Бьюкенен собирался было продолжить спор, но Уилки поднял руку, не дав ему заговорить.
– Прости, Бьюкенен, но в этом вопросе я на стороне Пембертонов.
– Похоже, мистер и миссис Пембертон вновь правят бал, – определил доктор Чейни, сохраняя непринужденно-светский тон. – Ваша жена, Бьюкенен, как я полагаю, снова планирует провести лето в Конкорде?
– Да, – коротко ответил Бьюкенен.
– Возможно, вы тоже соберетесь вернуться на лето в Колорадо, миссис Пембертон? – спросил Чейни. – Не сомневаюсь, семейная усадьба намного уютнее вашего нынешнего пристанища.
– Нет, подобных планов у меня нет, – ответила Серена. – Однажды покинув Колорадо, назад я уже не возвращалась.
– Но кто же присматривает за домом и поместьем ваших родителей? – удивился Уилки.
– Перед отъездом я велела сжечь усадьбу.
– Сжечь? – изумленно повторил партнер.
– Пламя действительно обладает прекрасным обеззараживающим эффектом, – признал доктор Чейни, – но, подозреваю, можно было обойтись и сожжением одних простыней.
– А как же лесные владения вашей семьи? – спросил Уилки. – Надеюсь, их-то вы не предали огню?
– Лесные участки я продала, – пояснила Серена. – Здесь, в Северной Каролине, эти деньги нужнее.

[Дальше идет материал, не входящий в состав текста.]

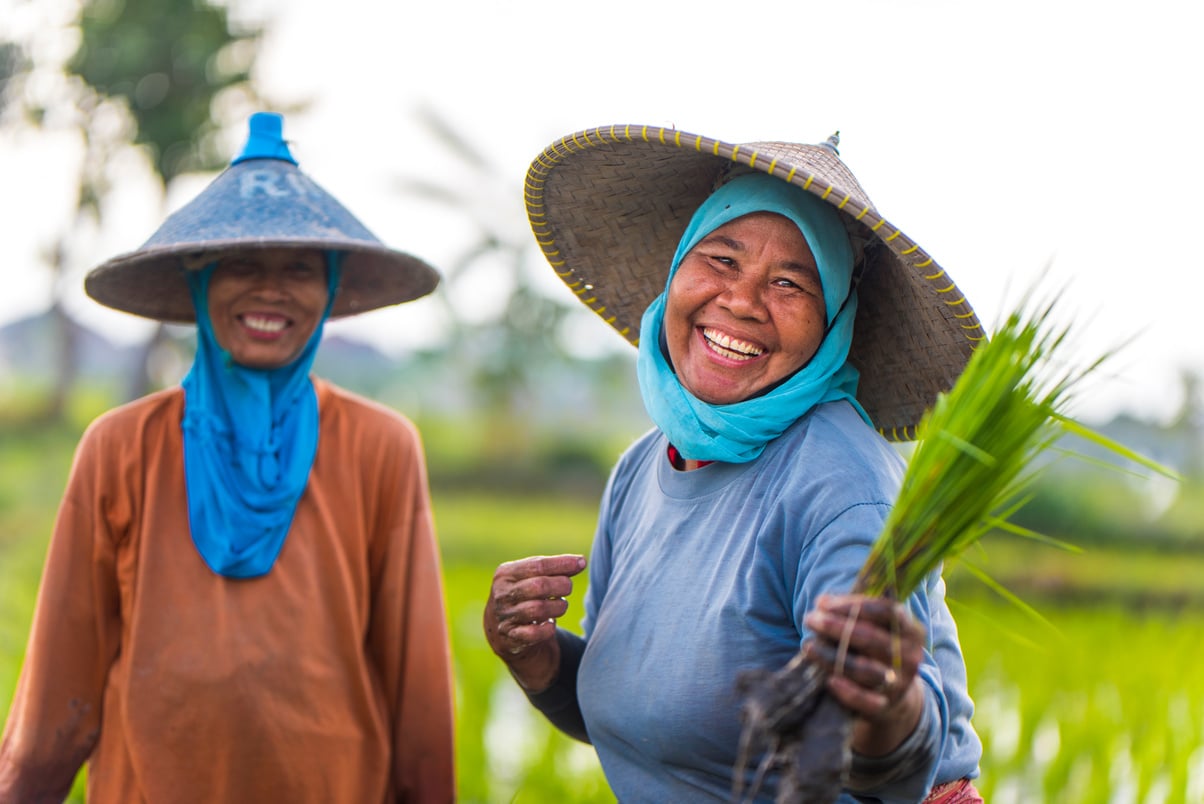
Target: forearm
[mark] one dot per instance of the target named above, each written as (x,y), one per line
(23,781)
(558,702)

– Для совместного с мистером Харрисом предприятия? Ну разумеется, – кивнул доктор, откладывая вилку. – Несмотря на все его бахвальство, Харрис – старый хитрый лис, в чем вы наверняка и сами убедились, сведя с ним знакомство.
– Подозреваю, миссис Пембертон ни в чем не уступит Харрису, – заметил Уилки и изобразил учтивый поклон в сторону Пембертона: – Как и ее супруг. Я, со своей стороны, желаю им удачи в любых новых начинаниях, будь то с Бостонской лесозаготовительной компанией или с другим предприятием. Сейчас нам позарез нужны смелые и уверенные в себе люди, иначе мы никогда не выберемся из этой депрессии. – Широко улыбаясь, Уилки вновь повернулся к Серене; он был очарован ею – в точности как и Харрис при их первой встрече. В отличие от бостонских кавалеров, оба не выказывали в общении с ней ни малейшей опаски. Пембертон подозревал, что увядшие старческие гениталии деловых партнеров делали чары Серены менее пугающими, отодвигали их на недосягаемое расстояние.
– Уверен, что вы, Бьюкенен, испытываете те же чувства по отношению к вероятному союзу Пембертонов с Харрисом, – протянул доктор Чейни.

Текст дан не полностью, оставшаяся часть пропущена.